Secondo, la crescita delle rinnovabili è stata supportata da sussidi governativi, negli Stati Uniti come in altri paesi. Ciò non significa che queste fonti non stiano divenendo sempre più competitive ma che, anche tenendo conto dei sussidi, le fonti fossili continuano a rappresentare in diversi paesi del mondo l’opzione più economica per la generazione elettrica. Questo è particolarmente vero negli Stati Uniti, dove la shale revolution consente di disporre di gas a basso costo per gli anni a venire.

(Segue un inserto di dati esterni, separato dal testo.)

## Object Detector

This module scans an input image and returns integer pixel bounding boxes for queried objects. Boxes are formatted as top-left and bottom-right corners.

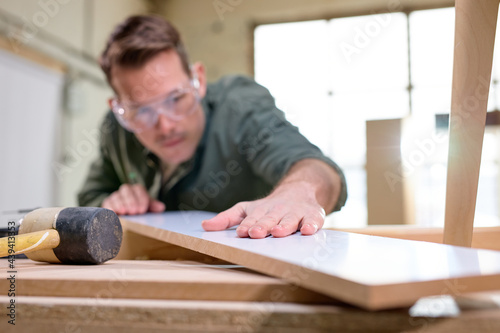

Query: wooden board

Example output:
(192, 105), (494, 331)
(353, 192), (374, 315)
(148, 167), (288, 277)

(6, 295), (500, 333)
(0, 295), (500, 333)
(122, 212), (500, 310)
(0, 259), (338, 303)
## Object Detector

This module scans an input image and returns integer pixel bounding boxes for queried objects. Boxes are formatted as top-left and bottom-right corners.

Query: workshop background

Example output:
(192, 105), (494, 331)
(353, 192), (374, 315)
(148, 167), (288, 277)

(0, 0), (500, 227)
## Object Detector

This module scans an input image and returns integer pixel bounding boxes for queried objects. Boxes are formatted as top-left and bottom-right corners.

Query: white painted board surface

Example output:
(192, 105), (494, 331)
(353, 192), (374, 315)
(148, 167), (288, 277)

(123, 212), (500, 310)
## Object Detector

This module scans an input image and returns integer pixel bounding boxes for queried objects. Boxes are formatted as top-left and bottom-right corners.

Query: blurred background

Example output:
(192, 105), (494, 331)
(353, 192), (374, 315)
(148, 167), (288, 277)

(0, 0), (500, 227)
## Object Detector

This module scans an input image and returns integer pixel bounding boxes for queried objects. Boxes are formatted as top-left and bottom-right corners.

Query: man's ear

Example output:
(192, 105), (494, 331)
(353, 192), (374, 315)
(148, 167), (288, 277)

(108, 97), (114, 110)
(191, 62), (207, 98)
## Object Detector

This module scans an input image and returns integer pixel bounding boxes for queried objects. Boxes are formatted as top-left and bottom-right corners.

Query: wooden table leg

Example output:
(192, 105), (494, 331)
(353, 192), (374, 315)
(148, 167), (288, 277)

(444, 0), (499, 246)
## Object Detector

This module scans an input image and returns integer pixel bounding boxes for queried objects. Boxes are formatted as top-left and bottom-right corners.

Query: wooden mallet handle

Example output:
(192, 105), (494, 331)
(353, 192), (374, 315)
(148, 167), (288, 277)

(0, 229), (60, 257)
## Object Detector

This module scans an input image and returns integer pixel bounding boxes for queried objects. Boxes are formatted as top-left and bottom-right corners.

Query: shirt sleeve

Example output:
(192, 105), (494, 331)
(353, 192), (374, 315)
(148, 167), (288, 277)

(221, 77), (347, 211)
(78, 114), (127, 207)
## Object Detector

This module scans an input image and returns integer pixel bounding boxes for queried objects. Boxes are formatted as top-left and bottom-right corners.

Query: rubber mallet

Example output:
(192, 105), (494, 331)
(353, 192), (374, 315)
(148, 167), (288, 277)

(0, 207), (123, 264)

Non è poi che eolico e solare siano esenti da conseguenze ambientali. Per sostenere il sistema elettrico statunitense, la dimensione delle relative installazioni dovrebbe essere considerevole. Secondo lo studio del MIT Future of Solar Energy, la copertura al 2050 di un terzo della domanda americana tramite il solare richiederebbe un’area dai 4.000 agli 11.000 km2 (per intenderci l’area del Massachusetts ne misura 27.000). I parchi eolici richiedono ancor più spazio per una medesima potenza – 66.000 km2 – sebbene solo una minima porzione è oggi interessata da installazioni. Anche per proposte relativamente modeste (in una prospettiva nazionale) – come l’obiettivo del Texas di installare dai 14 ai 28 GW di solare entro il 2030 – insorgono serie preoccupazioni per la frammentazione degli habitat, per la perdita di specie a rischio e altri impatti ambientali.

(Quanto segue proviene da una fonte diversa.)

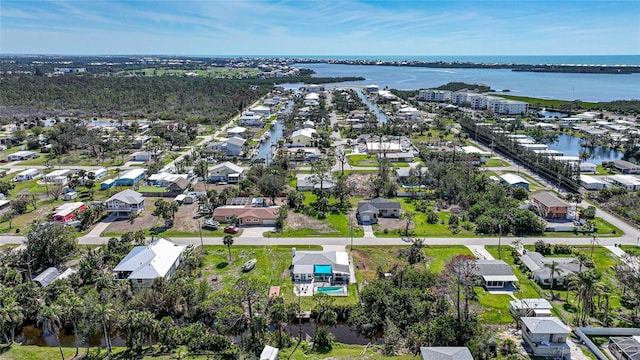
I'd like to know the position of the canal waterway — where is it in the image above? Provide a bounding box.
[549,134,623,165]
[293,63,640,102]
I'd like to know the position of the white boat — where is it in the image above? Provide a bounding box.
[242,259,258,272]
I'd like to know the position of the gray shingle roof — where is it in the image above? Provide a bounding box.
[420,346,473,360]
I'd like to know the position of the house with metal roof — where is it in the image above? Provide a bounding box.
[520,317,571,359]
[613,160,640,174]
[356,198,402,224]
[533,191,570,219]
[113,239,185,290]
[475,259,518,289]
[420,346,473,360]
[291,248,351,284]
[509,299,552,317]
[520,251,584,285]
[209,161,244,183]
[105,189,144,218]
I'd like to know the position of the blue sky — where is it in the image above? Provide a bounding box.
[0,0,640,55]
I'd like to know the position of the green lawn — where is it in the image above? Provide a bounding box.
[353,244,472,280]
[474,286,514,324]
[374,199,478,237]
[203,245,358,310]
[347,154,378,167]
[482,158,510,167]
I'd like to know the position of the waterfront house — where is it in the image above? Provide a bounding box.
[207,137,246,156]
[520,251,585,286]
[520,317,571,359]
[105,189,144,218]
[113,239,185,291]
[607,175,640,191]
[613,160,640,174]
[212,206,280,225]
[356,198,402,224]
[475,259,518,289]
[209,161,244,183]
[296,174,336,191]
[291,128,317,146]
[509,299,553,317]
[420,346,473,360]
[13,169,40,182]
[291,248,351,284]
[7,150,40,161]
[114,169,146,186]
[51,202,87,223]
[500,173,529,191]
[533,191,570,219]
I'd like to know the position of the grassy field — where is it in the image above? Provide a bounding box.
[374,199,478,237]
[203,245,358,310]
[353,245,471,280]
[0,343,415,360]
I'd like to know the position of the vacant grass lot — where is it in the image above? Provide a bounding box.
[353,244,472,280]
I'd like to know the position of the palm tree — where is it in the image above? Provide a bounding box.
[222,235,233,263]
[544,260,562,300]
[94,303,115,358]
[37,305,64,360]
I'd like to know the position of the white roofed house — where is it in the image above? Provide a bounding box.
[291,128,317,146]
[209,161,244,183]
[105,190,144,218]
[113,239,185,290]
[291,248,351,284]
[520,317,571,358]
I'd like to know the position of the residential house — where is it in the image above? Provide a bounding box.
[212,206,280,225]
[520,317,571,359]
[7,150,40,161]
[291,248,351,284]
[356,198,402,224]
[209,161,244,183]
[51,202,87,223]
[291,129,317,146]
[509,299,552,317]
[105,189,144,218]
[520,251,584,286]
[100,179,116,190]
[613,160,640,174]
[42,169,76,185]
[475,259,518,289]
[533,191,570,219]
[420,346,473,360]
[129,151,151,162]
[608,335,640,360]
[207,137,246,156]
[13,169,40,182]
[580,175,610,190]
[114,169,146,186]
[296,174,336,191]
[227,126,247,138]
[113,239,185,290]
[500,173,529,191]
[580,162,598,173]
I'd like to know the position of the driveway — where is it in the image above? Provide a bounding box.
[240,226,274,238]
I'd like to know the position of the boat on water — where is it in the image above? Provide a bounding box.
[242,259,258,272]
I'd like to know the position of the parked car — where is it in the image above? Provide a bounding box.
[224,225,240,234]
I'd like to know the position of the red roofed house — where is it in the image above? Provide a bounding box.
[51,202,87,223]
[213,206,280,225]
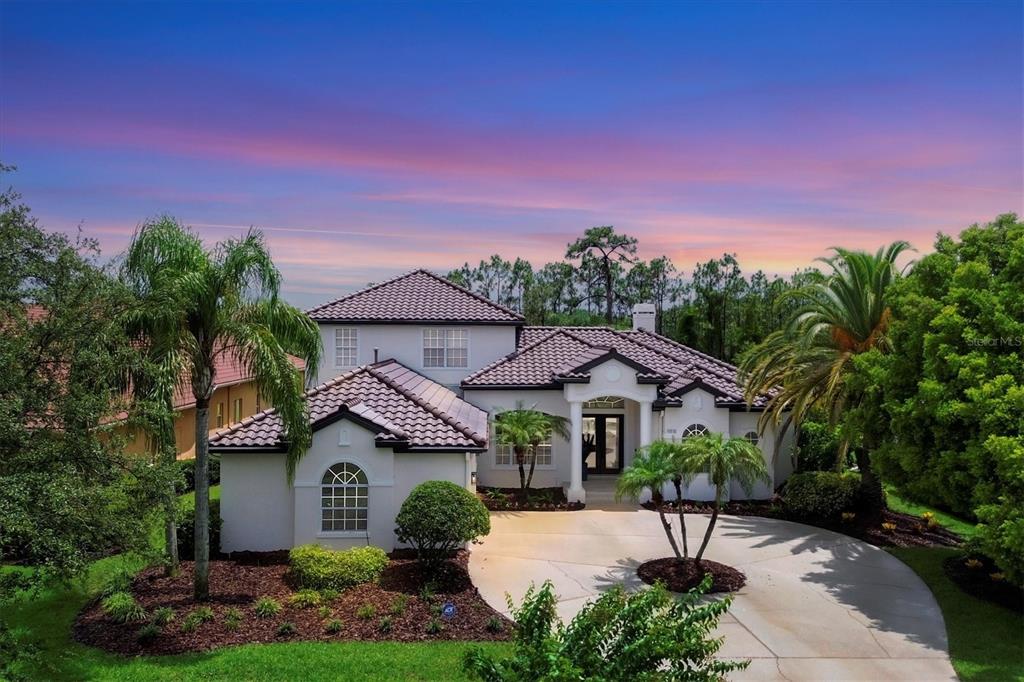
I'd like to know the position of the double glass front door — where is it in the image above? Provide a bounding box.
[583,415,623,474]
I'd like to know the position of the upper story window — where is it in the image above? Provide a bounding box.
[683,424,710,440]
[334,327,359,367]
[423,329,469,368]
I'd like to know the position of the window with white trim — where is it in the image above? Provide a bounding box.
[423,329,469,368]
[495,435,551,467]
[683,424,710,440]
[334,327,359,367]
[321,462,370,532]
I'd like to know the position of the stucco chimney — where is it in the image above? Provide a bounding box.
[633,303,655,332]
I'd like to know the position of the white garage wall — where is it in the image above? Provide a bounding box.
[220,453,294,552]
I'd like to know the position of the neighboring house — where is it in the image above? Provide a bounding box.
[115,353,306,460]
[211,270,792,551]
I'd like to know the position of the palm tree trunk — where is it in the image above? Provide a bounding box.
[694,491,722,563]
[515,447,526,491]
[193,397,210,601]
[526,445,537,491]
[856,447,886,522]
[672,477,690,559]
[651,494,683,559]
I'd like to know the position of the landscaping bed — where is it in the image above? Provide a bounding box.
[74,551,512,655]
[643,498,963,547]
[476,485,584,511]
[942,555,1024,613]
[637,557,746,592]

Krugman dimentica anche di menzionare l’energia nucleare, che contribuisce per circa il 20% della generazione elettrica statunitense. Il parco nucleare sta invecchiando velocemente, con molte centrali prossime alla chiusura e poche di nuova pianificazione. Maggiori saranno le chiusure, più grande sarà il contributo richiesto ad altre fonti, determinando un aumento delle emissioni di CO2 o imponendo un onere più pesante sulle rinnovabili.
La decarbonizzazione non riguarda inoltre solo l’elettricità. Per conseguire risultati sensibili, bisognerà riuscire a ridurre le emissioni di gas serra nei settori trasporti, industria e riscaldamento, insieme responsabili per il 62% dei consumi primari di energia degli Stati Uniti nel 2017. Anche se alcuni di questi servizi energetici possono essere elettrificati – si pensi, tra gli altri, ai veicoli elettrici e al riscaldamento elettrico – eolico e solare non possono sostituire del tutto le fonti fossili nell’industria o nei trasporti (come ha ammesso lo stesso Krugman che riconosce l’impraticabilità dell’elettrificazione nel trasporto aereo). Nonostante anni di sussidi, non stupisce quindi che la percentuale di auto elettriche sull’intera flotta resti molto bassa.

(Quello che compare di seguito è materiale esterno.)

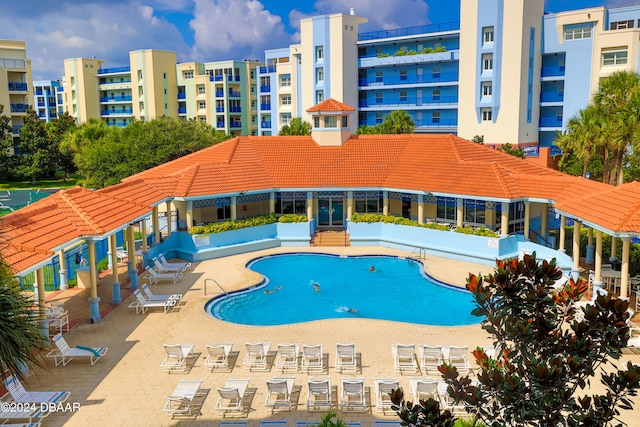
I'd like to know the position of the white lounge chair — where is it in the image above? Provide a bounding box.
[47,334,109,366]
[420,344,442,374]
[243,342,271,371]
[307,377,333,411]
[215,379,249,416]
[140,283,182,301]
[158,254,191,270]
[448,345,471,373]
[409,378,440,405]
[160,344,195,373]
[336,343,358,373]
[302,344,324,373]
[391,344,418,373]
[204,344,233,372]
[4,375,70,404]
[129,289,178,314]
[264,377,296,413]
[276,344,300,372]
[340,378,368,411]
[164,380,202,418]
[142,266,182,285]
[373,378,400,414]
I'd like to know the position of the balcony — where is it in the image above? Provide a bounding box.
[10,104,30,113]
[100,96,133,102]
[540,116,562,128]
[358,72,458,89]
[98,67,131,75]
[358,21,460,41]
[540,91,564,102]
[540,65,565,77]
[9,82,29,92]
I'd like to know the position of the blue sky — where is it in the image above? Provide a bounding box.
[0,0,640,80]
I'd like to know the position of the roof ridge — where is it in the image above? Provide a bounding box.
[59,191,105,234]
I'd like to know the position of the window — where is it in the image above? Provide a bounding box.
[564,22,593,40]
[482,53,493,71]
[482,27,493,44]
[482,82,493,96]
[609,19,633,30]
[602,49,627,66]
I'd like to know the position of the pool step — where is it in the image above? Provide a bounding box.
[313,231,351,246]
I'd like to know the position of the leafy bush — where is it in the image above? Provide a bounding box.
[278,214,309,224]
[351,212,500,237]
[189,215,276,234]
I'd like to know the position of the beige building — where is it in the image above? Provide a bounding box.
[0,40,34,138]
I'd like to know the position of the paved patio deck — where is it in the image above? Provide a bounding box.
[8,247,640,427]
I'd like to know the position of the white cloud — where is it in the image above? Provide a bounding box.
[189,0,292,61]
[0,2,188,80]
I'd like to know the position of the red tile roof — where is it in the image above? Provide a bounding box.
[307,98,356,113]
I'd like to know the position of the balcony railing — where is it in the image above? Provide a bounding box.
[540,91,564,102]
[358,21,460,41]
[10,104,30,113]
[358,95,458,108]
[100,96,133,102]
[9,82,29,92]
[540,65,565,77]
[358,72,458,87]
[540,116,562,128]
[98,67,131,74]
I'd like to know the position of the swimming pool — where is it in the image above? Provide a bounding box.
[205,253,480,326]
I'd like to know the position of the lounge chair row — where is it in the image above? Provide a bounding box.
[161,342,358,373]
[129,283,182,314]
[164,376,464,417]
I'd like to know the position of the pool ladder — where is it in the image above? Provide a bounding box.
[204,279,229,296]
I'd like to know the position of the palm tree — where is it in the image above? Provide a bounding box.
[0,251,46,378]
[278,117,311,136]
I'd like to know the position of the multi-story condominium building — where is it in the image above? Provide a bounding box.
[64,49,178,126]
[33,80,64,122]
[0,40,33,138]
[175,61,261,136]
[259,0,640,153]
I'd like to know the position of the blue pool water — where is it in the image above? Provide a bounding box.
[205,254,480,326]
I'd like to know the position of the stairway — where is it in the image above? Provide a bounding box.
[312,231,351,246]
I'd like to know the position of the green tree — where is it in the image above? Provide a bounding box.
[0,251,46,378]
[46,111,77,181]
[17,109,58,182]
[278,117,311,136]
[422,254,640,427]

In effetti, il consumo di prodotti petroliferi a livello internazionale sta proseguendo a ritmi sostenuti. Solo quest’anno, la domanda mondiale di petrolio è prevista aumentare di 1,5 mil. bbl/g; un incremento che non può imputarsi ai lobbisti di Capitol Hill, ma piuttosto alla forte crescita economica trainata dai paesi asiatici in via di sviluppo.
Come superarle?
Sul versante tecnologico, gli imprenditori stanno perseguendo diverse strategie che possiedono enormi potenzialità. Vi rientrano: le nuove tecnologie nucleari in grado di produrre elettricità affidabile riducendo in misura sensibile i rischi della vecchia generazione di reattori light-water; le tecnologie di cattura, utilizzo, sequestro del carbonio (Carbon Capture Utilization and Storage, CCUS), in grado di ridurre le emissioni continuando a utilizzare fonti fossili; le tecnologie di rimozione diretta dell’anidride carbonica dall’atmosfera (Carbon Dioxide Removal, CDR). A queste si aggiungono gli sforzi per aumentare la densità energetica delle batterie a costi minori, traguardo necessario per conseguire auto elettriche e stoccaggi di energia più competitivi. E ancora, i continui investimenti nelle rinnovabili, specialmente nell’energia solare, che possiede un enorme potenziale nella generazione elettrica e forse anche nei combustibili liquidi.